Bye bye La Niña, we hardly knew you. (And btw, is that your baby brother, El Niño, lurking there in the shadows?)

Posted on Categories Discover Magazine

With La Niña’s demise, just a small patch of blue indicative of cooler than average sea surface temperatures remains in the central equatorial Pacific Ocean. Meanwhile, very warm water has formed off the coast of Peru. (Source: NOAA View)

The La Niña of 2016 is now officially gone. Following on from a monster El Niño, it turned out to be one of the shortest and weakest on record.

La Niña, which can influence weather across many parts of the world, is characterized by abnormally cool surface waters in the central equatorial Pacific Ocean. Those have now mostly dissipated, leaving behind temperatures that are close to average for February. Forecasters expect these neutral conditions to continue for the next few months.

La Niña

This animation showing week-by-week sea surface temperature anomalies begins on Nov. 16, 2016. At the time, a spear of cooler than average surface water extended along the equator across much of the Pacific. By the week of Feb. 1, that cool pool had mostly dissipated, heralding the end of La Niña. (Source: NOAA Climate Prediction) Center

Despite its relative puniness, 2016’s La Niña did produce some typical impacts in North America. For example: a warmer than normal winter so far in the South, and unusual cold in Alaska, western Canada, and the northern Plains.

But most Californians can’t really thank La Niña for the incredible bounty of drought-busting rain and snow they’ve received this winter. While the Pacific Northwest and northernmost California typically are wetter than normal during La Niña episodes, central California is not.

La Niña

This ENSO forecast is based on human judgment and the output of computer models. The red bars show the chances of El Niño developing. By the September-October-November period, the probability rises to 48 percent. (Source: CPC/IRI)

Beyond April, what might be coming? During this time of the year, that is exceedingly difficult for forecasters to predict. That’s because of something known as the spring predictability barrier.

In a nutshell: Models have a hard time looking past the spring to predict which way the El Niño-Southern Oscillation, consisting of the El Niño and La Niña phenomena, might swing. Here’s how Emily Becker explains it at NOAA’s ENSO blog:

. . . spring is often a transitional time, when ENSO events wind down and neutral conditions prevail.  It can be tougher to predict the change into a new phase than to predict the growth, continuation, or demise of an event.

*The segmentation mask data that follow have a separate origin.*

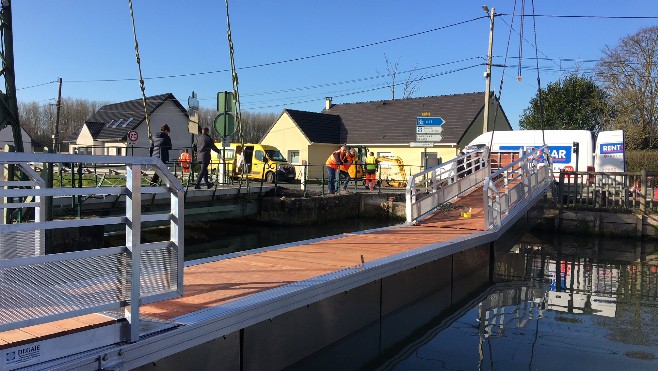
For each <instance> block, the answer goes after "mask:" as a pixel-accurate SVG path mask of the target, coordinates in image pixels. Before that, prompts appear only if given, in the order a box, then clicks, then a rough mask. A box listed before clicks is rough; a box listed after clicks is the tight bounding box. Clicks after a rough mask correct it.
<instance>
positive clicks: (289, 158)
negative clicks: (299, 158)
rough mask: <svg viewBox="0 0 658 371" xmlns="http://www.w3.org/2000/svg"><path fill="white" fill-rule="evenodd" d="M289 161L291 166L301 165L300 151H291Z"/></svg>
mask: <svg viewBox="0 0 658 371" xmlns="http://www.w3.org/2000/svg"><path fill="white" fill-rule="evenodd" d="M288 160H289V161H290V163H291V164H299V163H300V160H299V151H298V150H291V151H288Z"/></svg>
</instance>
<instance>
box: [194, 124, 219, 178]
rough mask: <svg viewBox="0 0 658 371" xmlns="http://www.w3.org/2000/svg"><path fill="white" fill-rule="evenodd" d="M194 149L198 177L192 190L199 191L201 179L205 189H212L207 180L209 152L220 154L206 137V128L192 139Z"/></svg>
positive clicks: (201, 131) (208, 164) (209, 136)
mask: <svg viewBox="0 0 658 371" xmlns="http://www.w3.org/2000/svg"><path fill="white" fill-rule="evenodd" d="M194 148H195V150H196V159H197V161H199V165H200V168H199V175H198V176H197V178H196V186H194V189H201V179H203V180H205V182H206V187H208V189H210V188H212V183H210V181H209V180H208V165H209V164H210V151H211V150H212V151H215V152H217V153H220V149H219V148H217V146H216V145H215V142H214V141H213V140H212V138H211V137H210V135H208V128H203V129H202V130H201V134H199V135H197V137H196V138H195V139H194Z"/></svg>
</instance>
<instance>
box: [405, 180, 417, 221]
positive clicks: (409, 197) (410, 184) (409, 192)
mask: <svg viewBox="0 0 658 371" xmlns="http://www.w3.org/2000/svg"><path fill="white" fill-rule="evenodd" d="M414 180H415V178H414V177H413V175H410V176H409V178H407V189H406V192H405V193H406V201H407V204H406V213H407V223H413V222H414V220H415V218H414V215H413V208H412V205H413V203H414V202H415V201H416V196H415V192H414V191H413V190H414V189H415V188H416V185H415V183H414Z"/></svg>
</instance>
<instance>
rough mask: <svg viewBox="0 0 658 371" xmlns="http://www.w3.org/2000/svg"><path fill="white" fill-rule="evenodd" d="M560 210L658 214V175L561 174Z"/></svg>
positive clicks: (606, 173) (657, 174)
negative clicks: (613, 210)
mask: <svg viewBox="0 0 658 371" xmlns="http://www.w3.org/2000/svg"><path fill="white" fill-rule="evenodd" d="M559 179H560V181H559V183H558V185H557V190H556V203H557V205H558V207H567V208H568V207H575V208H587V209H606V210H618V211H640V212H647V211H658V173H650V172H646V171H642V172H640V171H637V172H619V173H604V172H585V171H578V172H560V175H559Z"/></svg>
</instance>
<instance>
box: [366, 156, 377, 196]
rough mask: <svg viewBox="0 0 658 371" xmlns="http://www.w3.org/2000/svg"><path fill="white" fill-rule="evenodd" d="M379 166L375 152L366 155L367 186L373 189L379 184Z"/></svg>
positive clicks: (366, 184) (366, 172) (374, 188)
mask: <svg viewBox="0 0 658 371" xmlns="http://www.w3.org/2000/svg"><path fill="white" fill-rule="evenodd" d="M378 166H379V161H378V160H377V158H376V157H375V154H374V153H373V152H370V153H369V154H368V157H366V187H368V188H370V190H371V191H372V190H373V189H375V186H376V185H377V167H378Z"/></svg>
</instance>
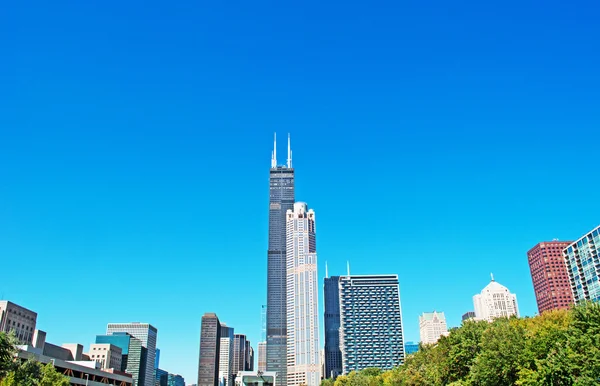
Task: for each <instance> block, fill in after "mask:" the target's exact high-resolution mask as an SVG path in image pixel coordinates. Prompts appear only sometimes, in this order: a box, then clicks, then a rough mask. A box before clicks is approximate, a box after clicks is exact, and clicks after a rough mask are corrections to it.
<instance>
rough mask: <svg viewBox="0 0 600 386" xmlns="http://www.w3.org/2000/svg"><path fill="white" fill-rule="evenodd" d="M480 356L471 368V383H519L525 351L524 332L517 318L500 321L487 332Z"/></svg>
mask: <svg viewBox="0 0 600 386" xmlns="http://www.w3.org/2000/svg"><path fill="white" fill-rule="evenodd" d="M480 347H481V352H480V353H479V354H478V355H477V358H475V361H474V363H473V367H472V368H471V374H470V377H471V383H472V384H473V385H482V386H512V385H514V384H515V382H516V381H517V380H518V379H519V375H518V374H519V371H520V369H521V366H520V365H521V363H522V360H523V354H524V349H525V328H524V327H523V326H522V324H521V323H519V320H518V319H516V318H511V319H507V318H498V319H496V320H494V321H493V322H492V323H490V325H489V327H488V328H487V329H486V330H485V331H484V333H483V336H482V341H481V344H480Z"/></svg>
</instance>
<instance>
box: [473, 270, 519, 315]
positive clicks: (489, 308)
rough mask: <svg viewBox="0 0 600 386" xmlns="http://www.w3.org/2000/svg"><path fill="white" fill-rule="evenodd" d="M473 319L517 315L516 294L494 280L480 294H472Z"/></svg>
mask: <svg viewBox="0 0 600 386" xmlns="http://www.w3.org/2000/svg"><path fill="white" fill-rule="evenodd" d="M473 306H474V307H475V319H477V320H487V321H488V322H491V321H492V320H494V319H495V318H500V317H506V318H508V317H510V316H513V315H515V316H517V317H518V316H519V306H518V304H517V295H515V294H512V293H510V291H509V290H508V288H506V287H505V286H503V285H502V284H500V283H498V282H496V281H495V280H494V276H493V275H492V281H491V282H490V284H488V285H487V286H486V287H485V288H484V289H483V290H482V291H481V293H480V294H477V295H475V296H473Z"/></svg>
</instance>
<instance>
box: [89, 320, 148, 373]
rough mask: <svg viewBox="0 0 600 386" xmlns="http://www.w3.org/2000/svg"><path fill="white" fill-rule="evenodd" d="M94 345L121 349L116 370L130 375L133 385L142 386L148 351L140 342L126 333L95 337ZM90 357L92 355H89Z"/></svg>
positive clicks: (138, 339) (145, 366)
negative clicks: (108, 344) (132, 378)
mask: <svg viewBox="0 0 600 386" xmlns="http://www.w3.org/2000/svg"><path fill="white" fill-rule="evenodd" d="M96 343H97V344H112V345H114V346H116V347H119V348H120V349H121V368H120V369H118V370H121V371H125V372H127V373H129V374H131V375H132V376H133V381H134V382H133V384H134V385H144V379H145V376H146V368H147V366H146V365H147V360H148V349H147V348H146V347H143V345H142V341H141V340H139V339H137V338H136V337H134V336H132V335H130V334H128V333H126V332H113V333H112V334H110V335H97V336H96ZM90 355H94V354H93V353H90ZM92 359H96V358H92ZM150 376H152V374H151V375H150Z"/></svg>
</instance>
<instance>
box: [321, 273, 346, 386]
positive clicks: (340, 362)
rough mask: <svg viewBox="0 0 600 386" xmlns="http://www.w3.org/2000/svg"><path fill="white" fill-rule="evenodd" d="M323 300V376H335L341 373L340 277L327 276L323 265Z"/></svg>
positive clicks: (338, 374) (335, 376) (325, 376)
mask: <svg viewBox="0 0 600 386" xmlns="http://www.w3.org/2000/svg"><path fill="white" fill-rule="evenodd" d="M325 276H326V277H325V286H324V291H323V301H324V303H325V304H324V308H325V317H324V318H323V321H324V323H325V374H323V378H335V377H337V376H338V375H339V374H341V373H342V352H341V351H340V289H339V283H340V277H339V276H332V277H327V276H328V275H327V266H325Z"/></svg>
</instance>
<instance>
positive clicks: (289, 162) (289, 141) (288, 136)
mask: <svg viewBox="0 0 600 386" xmlns="http://www.w3.org/2000/svg"><path fill="white" fill-rule="evenodd" d="M291 167H292V148H291V146H290V133H288V168H291Z"/></svg>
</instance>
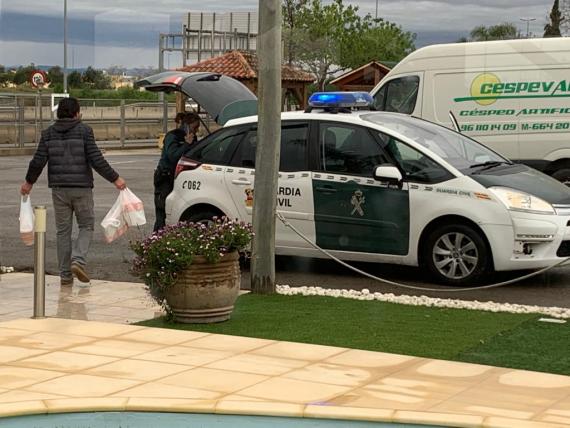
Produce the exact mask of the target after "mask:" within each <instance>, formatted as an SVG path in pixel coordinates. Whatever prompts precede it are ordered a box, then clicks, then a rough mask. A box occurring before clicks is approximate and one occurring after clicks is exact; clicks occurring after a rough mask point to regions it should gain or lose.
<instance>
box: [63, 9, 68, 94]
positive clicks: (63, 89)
mask: <svg viewBox="0 0 570 428" xmlns="http://www.w3.org/2000/svg"><path fill="white" fill-rule="evenodd" d="M63 92H64V93H66V94H67V0H63Z"/></svg>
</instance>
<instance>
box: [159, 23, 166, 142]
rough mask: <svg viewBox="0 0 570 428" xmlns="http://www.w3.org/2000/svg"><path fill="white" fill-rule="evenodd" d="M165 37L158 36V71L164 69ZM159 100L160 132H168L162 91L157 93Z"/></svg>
mask: <svg viewBox="0 0 570 428" xmlns="http://www.w3.org/2000/svg"><path fill="white" fill-rule="evenodd" d="M165 38H166V35H165V34H161V35H160V36H159V39H158V40H159V43H158V46H159V55H158V71H159V72H163V71H164V40H165ZM158 99H159V102H161V103H162V132H164V133H165V134H166V133H167V132H168V104H167V101H166V98H165V97H164V92H159V93H158Z"/></svg>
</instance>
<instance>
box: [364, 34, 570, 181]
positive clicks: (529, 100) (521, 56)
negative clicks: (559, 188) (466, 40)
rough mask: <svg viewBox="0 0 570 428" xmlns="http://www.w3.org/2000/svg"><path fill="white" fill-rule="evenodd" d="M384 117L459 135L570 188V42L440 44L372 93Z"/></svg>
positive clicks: (401, 67)
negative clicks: (457, 124)
mask: <svg viewBox="0 0 570 428" xmlns="http://www.w3.org/2000/svg"><path fill="white" fill-rule="evenodd" d="M372 95H373V97H374V107H375V108H376V110H383V111H395V112H400V113H406V114H411V115H413V116H416V117H421V118H424V119H427V120H430V121H432V122H437V123H440V124H442V125H444V126H448V127H450V128H453V124H452V119H451V118H450V114H449V112H450V111H451V112H453V115H454V116H455V117H456V119H457V121H458V123H459V126H460V129H461V131H462V132H463V133H465V134H467V135H469V136H471V137H473V138H475V139H476V140H477V141H479V142H481V143H483V144H485V145H487V146H488V147H490V148H492V149H493V150H495V151H497V152H499V153H501V154H502V155H504V156H505V157H507V158H510V159H512V160H514V161H518V162H522V163H526V164H527V165H530V166H532V167H534V168H537V169H539V170H541V171H544V172H546V173H548V174H550V175H552V176H553V177H555V178H557V179H559V180H560V181H562V182H564V183H566V184H569V185H570V38H551V39H525V40H504V41H493V42H476V43H456V44H446V45H433V46H428V47H425V48H422V49H418V50H417V51H415V52H413V53H412V54H410V55H408V56H407V57H406V58H404V59H403V60H402V61H401V62H400V63H399V64H398V65H396V67H394V69H393V70H392V71H391V72H390V73H389V74H388V75H386V77H385V78H384V79H382V81H381V82H380V83H379V84H378V85H377V86H376V87H375V88H374V89H373V90H372Z"/></svg>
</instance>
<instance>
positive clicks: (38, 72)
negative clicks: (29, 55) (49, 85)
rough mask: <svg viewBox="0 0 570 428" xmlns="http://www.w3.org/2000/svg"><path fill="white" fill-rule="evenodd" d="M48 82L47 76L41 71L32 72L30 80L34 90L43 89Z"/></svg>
mask: <svg viewBox="0 0 570 428" xmlns="http://www.w3.org/2000/svg"><path fill="white" fill-rule="evenodd" d="M46 82H47V76H46V74H45V73H44V72H43V71H41V70H35V71H34V72H32V77H31V78H30V83H31V84H32V86H33V87H34V88H40V89H41V88H42V87H43V86H44V85H45V84H46Z"/></svg>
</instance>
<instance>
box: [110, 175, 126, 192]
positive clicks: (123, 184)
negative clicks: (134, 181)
mask: <svg viewBox="0 0 570 428" xmlns="http://www.w3.org/2000/svg"><path fill="white" fill-rule="evenodd" d="M113 184H114V185H115V187H116V188H117V189H119V190H125V189H126V188H127V183H126V182H125V180H123V179H122V178H121V177H119V178H117V179H116V180H115V181H114V182H113Z"/></svg>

With that big caveat in mind, let’s talk about El Niño.

“Some of the computer models are calling for a return of El Niño conditions by the second half of 2017,” Becker writes. “These models have a pretty good track record, so we’re not completely ignoring them.” But the spring predictability barrier also argues for caution.

“The bottom line is that we’re giving the odds of developing El Niño conditions a slight edge for fall 2017, with the probability around 50%,” Becker says. That compares with a baseline 33 percent chance that an El Niño, La Niña, or neutral phase, will develop in the fall of any random year.

In other words, right now the forecast is leaning El Niño-ish. We certainly do not yet have to fasten our seat belts for a wild ride like what we had during the last one. But it will sure be interesting to see how things play out this year.